Kerusakan Ornamen Penyu Alun-alun Gadobangkong: Anggaran Rp 30 Juta, Bukan Miliaran dan Bukan untuk Diduduki

Kerusakan Ornamen Penyu Alun-alun Gadobangkong: Klarifikasi Kontraktor

Kehebohan publik terkait kerusakan ornamen patung penyu di Alun-alun Gadobangkong, Sukabumi, Jawa Barat, telah menimbulkan beragam spekulasi, terutama mengenai besarnya anggaran yang digelontorkan untuk proyek tersebut. Beredar kabar yang menyebutkan bahwa proyek ini menghabiskan anggaran miliaran rupiah. Namun, kontraktor proyek, melalui perwakilannya Imran Firdaus, memberikan klarifikasi resmi terkait hal tersebut. Imran menegaskan bahwa biaya pembuatan ornamen penyu tersebut hanyalah sekitar Rp 30 juta, sesuai dengan spesifikasi proyek yang telah disepakati dan tercantum dalam kontrak kerja. Angka tersebut jauh berbeda dari isu yang beredar di masyarakat dan media sosial.

Penjelasan lebih lanjut disampaikan Imran mengenai material pembuatan ornamen yang sempat menjadi sorotan. Beredar video yang menunjukkan penggunaan kardus dan bambu dalam proses pembuatan. Imran menjelaskan bahwa material tersebut bukanlah bagian dari struktur utama patung. Kardus dan bambu hanya difungsikan sebagai cetakan sementara dalam proses awal pembentukan patung penyu dari bahan resin dan fiberglass.
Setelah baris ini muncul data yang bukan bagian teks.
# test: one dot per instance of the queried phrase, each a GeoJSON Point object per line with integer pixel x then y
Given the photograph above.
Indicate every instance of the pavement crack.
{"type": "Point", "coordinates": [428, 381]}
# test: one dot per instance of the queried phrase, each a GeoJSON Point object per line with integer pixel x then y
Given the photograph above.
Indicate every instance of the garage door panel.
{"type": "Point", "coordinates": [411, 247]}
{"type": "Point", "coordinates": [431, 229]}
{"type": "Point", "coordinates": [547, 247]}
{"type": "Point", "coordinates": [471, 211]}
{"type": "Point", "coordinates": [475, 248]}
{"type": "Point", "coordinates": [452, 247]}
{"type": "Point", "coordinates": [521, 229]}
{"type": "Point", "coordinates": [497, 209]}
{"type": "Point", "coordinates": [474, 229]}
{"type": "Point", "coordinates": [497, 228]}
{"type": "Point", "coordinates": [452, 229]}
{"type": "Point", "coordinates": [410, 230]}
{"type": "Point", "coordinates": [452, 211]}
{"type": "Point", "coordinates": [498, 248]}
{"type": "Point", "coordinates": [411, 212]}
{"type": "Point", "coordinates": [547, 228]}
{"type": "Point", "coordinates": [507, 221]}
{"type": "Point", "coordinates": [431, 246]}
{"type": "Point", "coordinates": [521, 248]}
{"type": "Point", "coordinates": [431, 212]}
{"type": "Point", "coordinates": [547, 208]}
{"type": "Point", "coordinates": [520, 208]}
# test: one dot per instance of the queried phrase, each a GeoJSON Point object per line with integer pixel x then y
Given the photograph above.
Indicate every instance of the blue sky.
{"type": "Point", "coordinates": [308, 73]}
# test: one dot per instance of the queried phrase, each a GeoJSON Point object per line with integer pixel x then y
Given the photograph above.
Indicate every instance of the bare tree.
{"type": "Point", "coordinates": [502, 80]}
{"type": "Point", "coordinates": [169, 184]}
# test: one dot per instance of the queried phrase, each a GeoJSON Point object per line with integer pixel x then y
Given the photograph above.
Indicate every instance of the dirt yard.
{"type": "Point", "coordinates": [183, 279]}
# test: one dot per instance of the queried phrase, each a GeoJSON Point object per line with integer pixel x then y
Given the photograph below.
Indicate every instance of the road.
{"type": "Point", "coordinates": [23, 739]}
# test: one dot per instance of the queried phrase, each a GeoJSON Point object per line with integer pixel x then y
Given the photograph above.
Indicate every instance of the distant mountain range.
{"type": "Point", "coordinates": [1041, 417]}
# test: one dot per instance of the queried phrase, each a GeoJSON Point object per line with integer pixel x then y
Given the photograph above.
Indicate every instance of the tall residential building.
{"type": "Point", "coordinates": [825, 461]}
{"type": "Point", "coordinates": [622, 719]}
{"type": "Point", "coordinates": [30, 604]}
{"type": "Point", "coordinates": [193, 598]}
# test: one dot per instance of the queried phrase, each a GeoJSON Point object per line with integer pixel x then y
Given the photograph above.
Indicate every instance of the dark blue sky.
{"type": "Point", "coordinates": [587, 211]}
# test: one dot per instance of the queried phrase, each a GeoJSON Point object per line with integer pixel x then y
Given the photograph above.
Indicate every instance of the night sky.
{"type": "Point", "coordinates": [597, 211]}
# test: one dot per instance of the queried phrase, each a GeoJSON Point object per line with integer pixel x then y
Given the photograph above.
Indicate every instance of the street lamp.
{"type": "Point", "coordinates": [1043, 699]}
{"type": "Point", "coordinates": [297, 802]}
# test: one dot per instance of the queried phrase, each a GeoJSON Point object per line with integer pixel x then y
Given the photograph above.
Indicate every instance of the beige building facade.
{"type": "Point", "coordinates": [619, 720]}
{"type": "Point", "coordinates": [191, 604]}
Resin dan fiberglass, menurut Imran, merupakan material yang umum digunakan dalam pembuatan patung sejenis dan sesuai dengan standar kualitas yang telah ditentukan.

Setelah proses pencetakan selesai, material kardus dan bambu tersebut disingkirkan, dan patung penyu kemudian diperkuat dengan resin dan fiberglass untuk menciptakan struktur yang kokoh dan tahan lama. Penggunaan material kardus dan bambu semata-mata untuk mempermudah proses pembentukan dan bukan bagian integral dari ornamen yang berdiri kokoh di Alun-alun Gadobangkong. Kontraktor juga menekankan bahwa proses pengerjaan telah sesuai dengan spesifikasi teknis yang telah disetujui dan diawasi dengan ketat.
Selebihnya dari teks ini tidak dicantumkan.